Le Courrier: Quel est le sentiment qui prédomine chez les facteurs de la région face à ces changements ?
Line Doucet: C’est un sentiment de découragement profond. On voit Postes Canada et le gouvernement avancer sans aucune véritable consultation publique. Le personnel de terrain se sent mis devant le fait accompli. On oublie que le bureau de poste appartient à la population. C’est un service public, et par définition, il ne devrait pas être géré uniquement pour dégager des profits, mais pour assurer l’équité pour tous, peu importe leur code postal.
LC: Vous parlez d’un entretien «pitoyable» des boites communautaires en hiver. Que craignez-vous pour la Nouvelle-Écosse?
LD: L’hiver, c’est le moment de vérité. Nos facteurs voient souvent des sites qui ne sont pas déneigés pendant des jours. Pour un ainé, c’est une zone de danger. S’il y a une chute, c’est la «chicane» entre la municipalité et la Poste pour savoir qui est responsable. Au final, c’est l’usager qui paie le prix, physiquement et financièrement, pour une chute qui n’aurait jamais eu lieu avec une livraison à la porte.
LC: Les mesures d’adaptation pour les personnes handicapées ne sont-elles pas une solution viable?
LD: C’est un mirage. Pour garder sa livraison à la porte, il faut divulguer des informations médicales privées pour n’obtenir qu’un passage par semaine, le mercredi. Si vous attendez un chèque de pension ou des médicaments le jeudi, ils vont dormir dans une boite communautaire, exposés au vol ou au gel, pendant six jours. C’est une dégradation flagrante du service pour les plus vulnérables.
LC: Pourquoi comparer cette situation à la fermeture des banques en milieu rural?

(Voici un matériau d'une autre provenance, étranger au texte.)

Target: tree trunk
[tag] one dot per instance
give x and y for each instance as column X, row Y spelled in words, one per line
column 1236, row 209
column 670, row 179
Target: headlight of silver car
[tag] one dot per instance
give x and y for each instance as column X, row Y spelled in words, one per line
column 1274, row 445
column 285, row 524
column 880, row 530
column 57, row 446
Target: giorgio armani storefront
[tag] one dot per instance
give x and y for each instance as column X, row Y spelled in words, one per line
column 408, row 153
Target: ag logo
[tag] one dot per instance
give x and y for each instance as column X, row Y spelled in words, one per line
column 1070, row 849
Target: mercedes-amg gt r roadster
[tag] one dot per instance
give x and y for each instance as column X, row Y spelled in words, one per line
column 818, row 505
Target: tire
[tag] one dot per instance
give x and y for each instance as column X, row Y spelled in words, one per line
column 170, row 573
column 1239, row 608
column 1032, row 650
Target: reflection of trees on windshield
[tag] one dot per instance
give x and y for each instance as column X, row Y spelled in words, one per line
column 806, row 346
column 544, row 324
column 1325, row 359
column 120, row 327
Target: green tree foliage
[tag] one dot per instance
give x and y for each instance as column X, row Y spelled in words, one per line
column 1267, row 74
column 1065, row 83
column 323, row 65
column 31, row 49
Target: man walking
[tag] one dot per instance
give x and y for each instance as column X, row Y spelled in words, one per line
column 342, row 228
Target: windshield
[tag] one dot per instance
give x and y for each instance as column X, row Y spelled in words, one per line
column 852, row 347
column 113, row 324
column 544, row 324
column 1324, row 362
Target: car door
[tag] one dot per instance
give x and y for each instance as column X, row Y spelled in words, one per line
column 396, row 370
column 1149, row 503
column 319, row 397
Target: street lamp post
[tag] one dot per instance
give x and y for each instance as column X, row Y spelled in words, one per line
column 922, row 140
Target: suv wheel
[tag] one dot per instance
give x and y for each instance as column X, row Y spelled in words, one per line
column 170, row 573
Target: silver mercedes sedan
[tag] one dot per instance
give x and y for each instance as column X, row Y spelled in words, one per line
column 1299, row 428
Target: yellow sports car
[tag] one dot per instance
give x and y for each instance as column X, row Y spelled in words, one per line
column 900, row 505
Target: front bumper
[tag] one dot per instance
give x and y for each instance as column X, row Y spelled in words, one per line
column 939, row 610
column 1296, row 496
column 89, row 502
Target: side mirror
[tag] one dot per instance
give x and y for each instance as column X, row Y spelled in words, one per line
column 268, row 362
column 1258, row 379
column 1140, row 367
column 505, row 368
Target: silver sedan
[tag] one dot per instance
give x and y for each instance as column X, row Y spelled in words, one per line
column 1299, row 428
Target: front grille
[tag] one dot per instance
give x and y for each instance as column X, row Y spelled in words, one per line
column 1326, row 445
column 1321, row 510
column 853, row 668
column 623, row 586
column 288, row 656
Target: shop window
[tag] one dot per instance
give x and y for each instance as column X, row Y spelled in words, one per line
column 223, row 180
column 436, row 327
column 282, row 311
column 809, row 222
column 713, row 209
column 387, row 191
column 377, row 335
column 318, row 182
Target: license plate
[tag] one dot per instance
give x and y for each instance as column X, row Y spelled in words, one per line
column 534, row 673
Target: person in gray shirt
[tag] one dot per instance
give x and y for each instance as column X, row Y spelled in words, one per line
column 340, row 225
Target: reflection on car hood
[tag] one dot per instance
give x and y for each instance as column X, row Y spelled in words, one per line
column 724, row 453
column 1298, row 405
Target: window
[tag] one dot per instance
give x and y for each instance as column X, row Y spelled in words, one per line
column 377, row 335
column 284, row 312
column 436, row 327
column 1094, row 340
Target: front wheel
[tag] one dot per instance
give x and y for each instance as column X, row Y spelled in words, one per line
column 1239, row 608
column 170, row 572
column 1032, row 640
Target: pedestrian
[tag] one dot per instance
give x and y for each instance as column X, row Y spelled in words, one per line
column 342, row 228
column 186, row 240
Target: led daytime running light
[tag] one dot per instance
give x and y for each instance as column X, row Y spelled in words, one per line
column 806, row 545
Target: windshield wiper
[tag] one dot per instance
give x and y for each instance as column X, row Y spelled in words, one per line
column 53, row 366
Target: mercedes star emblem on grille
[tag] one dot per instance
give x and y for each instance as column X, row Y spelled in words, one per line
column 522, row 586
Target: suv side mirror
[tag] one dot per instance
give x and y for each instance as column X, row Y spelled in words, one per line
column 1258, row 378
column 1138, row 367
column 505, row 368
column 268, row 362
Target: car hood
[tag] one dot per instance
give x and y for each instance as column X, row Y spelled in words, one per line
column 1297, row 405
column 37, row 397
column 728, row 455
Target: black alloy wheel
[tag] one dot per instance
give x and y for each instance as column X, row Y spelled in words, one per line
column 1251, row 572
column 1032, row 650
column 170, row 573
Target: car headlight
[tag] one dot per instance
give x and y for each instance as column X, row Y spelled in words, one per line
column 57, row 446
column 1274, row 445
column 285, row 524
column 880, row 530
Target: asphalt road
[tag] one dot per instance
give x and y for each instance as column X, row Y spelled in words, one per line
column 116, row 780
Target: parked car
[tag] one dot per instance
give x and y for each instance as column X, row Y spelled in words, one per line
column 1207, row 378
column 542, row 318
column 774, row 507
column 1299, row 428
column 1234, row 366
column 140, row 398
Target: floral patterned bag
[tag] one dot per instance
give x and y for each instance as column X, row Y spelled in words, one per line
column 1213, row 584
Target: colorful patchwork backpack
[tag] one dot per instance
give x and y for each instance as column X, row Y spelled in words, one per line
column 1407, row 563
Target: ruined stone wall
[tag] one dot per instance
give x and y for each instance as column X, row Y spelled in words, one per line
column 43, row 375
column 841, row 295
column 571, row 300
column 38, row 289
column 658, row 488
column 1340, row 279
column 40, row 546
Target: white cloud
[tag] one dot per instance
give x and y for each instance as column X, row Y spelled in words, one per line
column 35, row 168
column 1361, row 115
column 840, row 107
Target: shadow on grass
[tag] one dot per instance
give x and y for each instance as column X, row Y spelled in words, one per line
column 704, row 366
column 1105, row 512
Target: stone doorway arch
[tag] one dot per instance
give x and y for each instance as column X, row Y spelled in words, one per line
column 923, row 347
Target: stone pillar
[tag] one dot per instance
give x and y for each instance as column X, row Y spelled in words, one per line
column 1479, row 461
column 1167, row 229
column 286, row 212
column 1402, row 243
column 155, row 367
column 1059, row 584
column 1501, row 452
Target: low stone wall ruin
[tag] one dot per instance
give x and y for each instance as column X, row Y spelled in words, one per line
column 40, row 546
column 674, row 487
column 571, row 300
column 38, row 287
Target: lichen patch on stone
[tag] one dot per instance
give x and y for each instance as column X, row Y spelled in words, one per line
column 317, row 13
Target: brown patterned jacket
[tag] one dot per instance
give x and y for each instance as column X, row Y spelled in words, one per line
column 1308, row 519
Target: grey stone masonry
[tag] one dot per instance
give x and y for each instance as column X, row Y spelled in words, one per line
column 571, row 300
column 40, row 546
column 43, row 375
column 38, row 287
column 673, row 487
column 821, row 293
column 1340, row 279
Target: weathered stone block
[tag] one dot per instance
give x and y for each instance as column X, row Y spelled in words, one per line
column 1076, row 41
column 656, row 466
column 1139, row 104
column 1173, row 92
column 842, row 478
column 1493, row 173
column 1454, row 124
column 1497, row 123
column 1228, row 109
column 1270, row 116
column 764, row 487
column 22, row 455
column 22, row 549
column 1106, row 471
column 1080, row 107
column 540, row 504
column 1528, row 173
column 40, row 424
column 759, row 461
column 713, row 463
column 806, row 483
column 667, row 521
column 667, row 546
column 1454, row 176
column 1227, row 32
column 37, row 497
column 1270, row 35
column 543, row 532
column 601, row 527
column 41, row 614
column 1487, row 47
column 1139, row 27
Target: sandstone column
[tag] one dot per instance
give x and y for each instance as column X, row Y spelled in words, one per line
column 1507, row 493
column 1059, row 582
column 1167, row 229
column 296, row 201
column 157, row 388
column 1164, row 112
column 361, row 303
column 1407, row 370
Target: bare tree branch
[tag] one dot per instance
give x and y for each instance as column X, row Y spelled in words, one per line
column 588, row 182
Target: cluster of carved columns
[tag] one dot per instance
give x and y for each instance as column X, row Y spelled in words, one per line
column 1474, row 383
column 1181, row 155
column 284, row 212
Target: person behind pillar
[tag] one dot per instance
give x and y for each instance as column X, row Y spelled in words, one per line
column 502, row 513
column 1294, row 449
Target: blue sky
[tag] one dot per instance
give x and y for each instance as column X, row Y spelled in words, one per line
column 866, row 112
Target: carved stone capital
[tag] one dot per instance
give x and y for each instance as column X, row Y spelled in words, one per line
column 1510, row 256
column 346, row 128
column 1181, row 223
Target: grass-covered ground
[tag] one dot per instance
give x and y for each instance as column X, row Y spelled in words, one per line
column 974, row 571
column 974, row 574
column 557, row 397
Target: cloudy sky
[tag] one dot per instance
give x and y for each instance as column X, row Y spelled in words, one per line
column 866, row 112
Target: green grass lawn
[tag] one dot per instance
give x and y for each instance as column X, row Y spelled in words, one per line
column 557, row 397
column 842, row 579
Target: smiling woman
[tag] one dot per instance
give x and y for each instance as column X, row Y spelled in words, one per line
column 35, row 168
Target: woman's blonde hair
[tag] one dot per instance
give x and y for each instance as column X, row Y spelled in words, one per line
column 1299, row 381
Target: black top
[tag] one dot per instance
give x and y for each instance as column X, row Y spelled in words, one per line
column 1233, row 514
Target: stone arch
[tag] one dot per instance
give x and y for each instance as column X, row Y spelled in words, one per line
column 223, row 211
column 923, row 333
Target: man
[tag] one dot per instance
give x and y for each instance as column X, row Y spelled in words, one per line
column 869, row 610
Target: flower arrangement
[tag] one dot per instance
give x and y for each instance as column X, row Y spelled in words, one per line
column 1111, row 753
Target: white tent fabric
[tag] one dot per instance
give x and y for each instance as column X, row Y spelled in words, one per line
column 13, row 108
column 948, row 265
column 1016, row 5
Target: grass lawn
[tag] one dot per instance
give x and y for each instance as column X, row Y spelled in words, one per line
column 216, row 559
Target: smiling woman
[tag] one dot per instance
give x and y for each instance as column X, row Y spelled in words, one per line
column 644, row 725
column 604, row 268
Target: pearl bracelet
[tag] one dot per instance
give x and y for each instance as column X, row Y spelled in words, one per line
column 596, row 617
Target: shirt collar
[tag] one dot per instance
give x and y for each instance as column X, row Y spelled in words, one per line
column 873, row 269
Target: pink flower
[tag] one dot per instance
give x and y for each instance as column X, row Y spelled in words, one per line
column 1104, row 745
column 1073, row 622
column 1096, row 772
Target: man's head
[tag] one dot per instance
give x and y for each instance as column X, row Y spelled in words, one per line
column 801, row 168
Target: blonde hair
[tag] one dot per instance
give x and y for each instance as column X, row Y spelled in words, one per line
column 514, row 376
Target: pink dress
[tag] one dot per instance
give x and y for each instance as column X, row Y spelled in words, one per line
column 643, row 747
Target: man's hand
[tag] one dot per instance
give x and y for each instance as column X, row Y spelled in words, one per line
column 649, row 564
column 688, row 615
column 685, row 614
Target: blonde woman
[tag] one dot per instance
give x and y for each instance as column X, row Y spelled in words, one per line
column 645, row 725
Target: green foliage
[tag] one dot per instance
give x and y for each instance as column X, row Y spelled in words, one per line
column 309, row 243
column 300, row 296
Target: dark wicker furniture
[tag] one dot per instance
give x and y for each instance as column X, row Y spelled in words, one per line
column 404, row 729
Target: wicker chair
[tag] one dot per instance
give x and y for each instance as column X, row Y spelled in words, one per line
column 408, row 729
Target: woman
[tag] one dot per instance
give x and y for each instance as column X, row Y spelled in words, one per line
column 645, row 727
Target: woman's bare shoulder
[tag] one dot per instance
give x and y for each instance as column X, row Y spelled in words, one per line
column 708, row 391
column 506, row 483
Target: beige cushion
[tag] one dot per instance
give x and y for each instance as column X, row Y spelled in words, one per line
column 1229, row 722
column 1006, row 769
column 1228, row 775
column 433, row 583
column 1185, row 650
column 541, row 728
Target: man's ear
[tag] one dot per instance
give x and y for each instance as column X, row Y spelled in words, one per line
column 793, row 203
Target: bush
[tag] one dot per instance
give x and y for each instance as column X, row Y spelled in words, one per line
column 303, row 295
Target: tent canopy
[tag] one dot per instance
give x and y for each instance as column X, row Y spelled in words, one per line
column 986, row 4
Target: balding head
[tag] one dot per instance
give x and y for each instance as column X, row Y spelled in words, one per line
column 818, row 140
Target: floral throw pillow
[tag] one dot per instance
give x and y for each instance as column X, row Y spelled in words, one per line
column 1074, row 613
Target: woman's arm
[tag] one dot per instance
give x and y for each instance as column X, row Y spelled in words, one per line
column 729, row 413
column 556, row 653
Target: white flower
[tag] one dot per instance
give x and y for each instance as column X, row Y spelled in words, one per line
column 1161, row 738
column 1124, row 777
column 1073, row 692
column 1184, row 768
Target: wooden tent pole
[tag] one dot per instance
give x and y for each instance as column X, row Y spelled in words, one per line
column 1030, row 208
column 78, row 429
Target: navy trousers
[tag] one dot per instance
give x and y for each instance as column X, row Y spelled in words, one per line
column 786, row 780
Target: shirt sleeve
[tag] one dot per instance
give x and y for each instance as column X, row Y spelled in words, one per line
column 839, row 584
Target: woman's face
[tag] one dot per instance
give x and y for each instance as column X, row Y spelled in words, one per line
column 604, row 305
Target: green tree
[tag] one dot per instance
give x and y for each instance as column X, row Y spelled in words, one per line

LD: Parce que c’est la même logique de désengagement graduel. On vous éloigne du service petit à petit. D’abord, c’est à 10 minutes, puis le bureau ferme et c’est à 20 minutes, jusqu’à ce qu’il faille aller en ville. Mais la Poste n’est pas une banque privée; elle a une obligation de présence. Nous encourageons les citoyens à interpeler leurs députés: le service postal est un droit, pas une option commerciale.